What the ratio is
Triglyceride/HDL = (fasting triglyceride mg/dL) / (HDL-C mg/dL). Simple division.
What it reflects
The ratio correlates with:
- Insulin resistance
- Small dense LDL particle pattern
- Visceral adiposity
- Cardiovascular event risk
- Metabolic syndrome
It's a proxy because all of these underlying conditions tend to raise triglycerides and lower HDL, moving the ratio.
Reference ranges
- <2: Optimal
- 2-3: Borderline
- 3-4: Insulin-resistant
- >4: Substantial dysfunction
Note: if working in mmol/L, divide differently (or convert to mg/dL first).
Why use it
- Free with every lipid panel
- No extra testing
- Identifies metabolic dysfunction missed by LDL-C alone
- Tracks improvement across visits
- Useful in patients with normal LDL-C but elevated cardiovascular risk
How to improve
Same things that improve insulin resistance:
- Reduce refined carbohydrates and added sugars
- Lose visceral fat
- Exercise (especially zone 2 cardio + resistance)
- Reduce alcohol
- Address sleep apnea
- GLP-1 therapy where indicated
Improvements in the ratio precede and predict broader metabolic improvement.

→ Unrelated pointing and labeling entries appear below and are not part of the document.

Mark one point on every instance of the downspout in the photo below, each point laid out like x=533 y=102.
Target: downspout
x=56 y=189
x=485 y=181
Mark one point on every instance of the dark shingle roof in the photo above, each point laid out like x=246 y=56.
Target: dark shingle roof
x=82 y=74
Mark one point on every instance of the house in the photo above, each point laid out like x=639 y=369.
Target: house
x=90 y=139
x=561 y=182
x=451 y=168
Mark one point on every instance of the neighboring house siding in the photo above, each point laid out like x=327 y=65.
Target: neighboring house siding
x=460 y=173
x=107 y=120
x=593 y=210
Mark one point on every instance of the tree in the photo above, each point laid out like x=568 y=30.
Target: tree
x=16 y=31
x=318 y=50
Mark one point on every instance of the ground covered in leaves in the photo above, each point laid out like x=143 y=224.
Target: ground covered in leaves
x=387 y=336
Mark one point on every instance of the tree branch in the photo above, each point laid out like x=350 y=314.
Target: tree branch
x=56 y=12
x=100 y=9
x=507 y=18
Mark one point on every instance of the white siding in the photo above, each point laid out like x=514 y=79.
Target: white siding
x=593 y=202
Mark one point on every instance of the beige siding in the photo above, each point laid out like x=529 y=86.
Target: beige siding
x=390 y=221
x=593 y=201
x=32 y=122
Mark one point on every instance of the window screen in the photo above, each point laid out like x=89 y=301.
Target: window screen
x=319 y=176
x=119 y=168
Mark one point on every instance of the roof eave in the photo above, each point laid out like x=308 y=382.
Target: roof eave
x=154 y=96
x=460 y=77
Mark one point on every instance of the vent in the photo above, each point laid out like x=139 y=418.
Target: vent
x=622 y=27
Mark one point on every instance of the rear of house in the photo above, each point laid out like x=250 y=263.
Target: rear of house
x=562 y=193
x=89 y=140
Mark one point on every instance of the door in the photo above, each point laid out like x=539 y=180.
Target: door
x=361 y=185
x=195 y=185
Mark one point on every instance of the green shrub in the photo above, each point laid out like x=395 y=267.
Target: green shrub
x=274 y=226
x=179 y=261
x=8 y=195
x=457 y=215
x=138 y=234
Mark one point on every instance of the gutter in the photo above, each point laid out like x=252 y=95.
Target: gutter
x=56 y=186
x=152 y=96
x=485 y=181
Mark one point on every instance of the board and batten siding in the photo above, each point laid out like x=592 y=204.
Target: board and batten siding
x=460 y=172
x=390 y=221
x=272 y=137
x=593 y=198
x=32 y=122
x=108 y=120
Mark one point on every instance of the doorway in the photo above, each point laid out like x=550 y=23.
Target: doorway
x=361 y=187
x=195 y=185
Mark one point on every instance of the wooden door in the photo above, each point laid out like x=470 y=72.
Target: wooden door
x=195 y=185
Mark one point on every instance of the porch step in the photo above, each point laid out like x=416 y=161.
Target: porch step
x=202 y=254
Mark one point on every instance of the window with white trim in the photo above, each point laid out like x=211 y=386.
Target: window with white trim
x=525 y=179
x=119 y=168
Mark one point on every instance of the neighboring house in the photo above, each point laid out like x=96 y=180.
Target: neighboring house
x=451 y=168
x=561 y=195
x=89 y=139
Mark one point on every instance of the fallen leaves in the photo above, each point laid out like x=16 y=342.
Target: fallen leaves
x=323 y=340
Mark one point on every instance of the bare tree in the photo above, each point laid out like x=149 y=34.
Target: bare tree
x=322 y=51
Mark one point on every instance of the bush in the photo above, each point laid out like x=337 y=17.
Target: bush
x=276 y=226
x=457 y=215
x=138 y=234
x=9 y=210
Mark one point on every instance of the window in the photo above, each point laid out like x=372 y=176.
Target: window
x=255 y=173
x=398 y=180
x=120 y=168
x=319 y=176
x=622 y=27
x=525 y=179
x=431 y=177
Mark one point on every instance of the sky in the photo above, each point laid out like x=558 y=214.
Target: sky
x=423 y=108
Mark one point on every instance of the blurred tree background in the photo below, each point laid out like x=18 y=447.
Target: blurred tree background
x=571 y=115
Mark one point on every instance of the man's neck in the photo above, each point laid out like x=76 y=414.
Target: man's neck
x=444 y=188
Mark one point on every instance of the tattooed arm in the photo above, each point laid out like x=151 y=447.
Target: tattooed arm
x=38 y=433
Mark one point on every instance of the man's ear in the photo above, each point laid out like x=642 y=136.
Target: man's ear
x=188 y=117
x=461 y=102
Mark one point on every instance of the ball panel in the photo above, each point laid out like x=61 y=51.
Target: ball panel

The clinical pearl: The trig/HDL ratio is the simplest cardiovascular risk insight you can extract from a basic lipid panel. Many patients with "normal cholesterol" have elevated ratios indicating metabolic dysfunction worth addressing.
Bottom line
Triglyceride/HDL ratio is a simple, free proxy for insulin resistance and cardiovascular risk. Calculable from any lipid panel. Useful for tracking metabolic improvement. Optimal target under 2.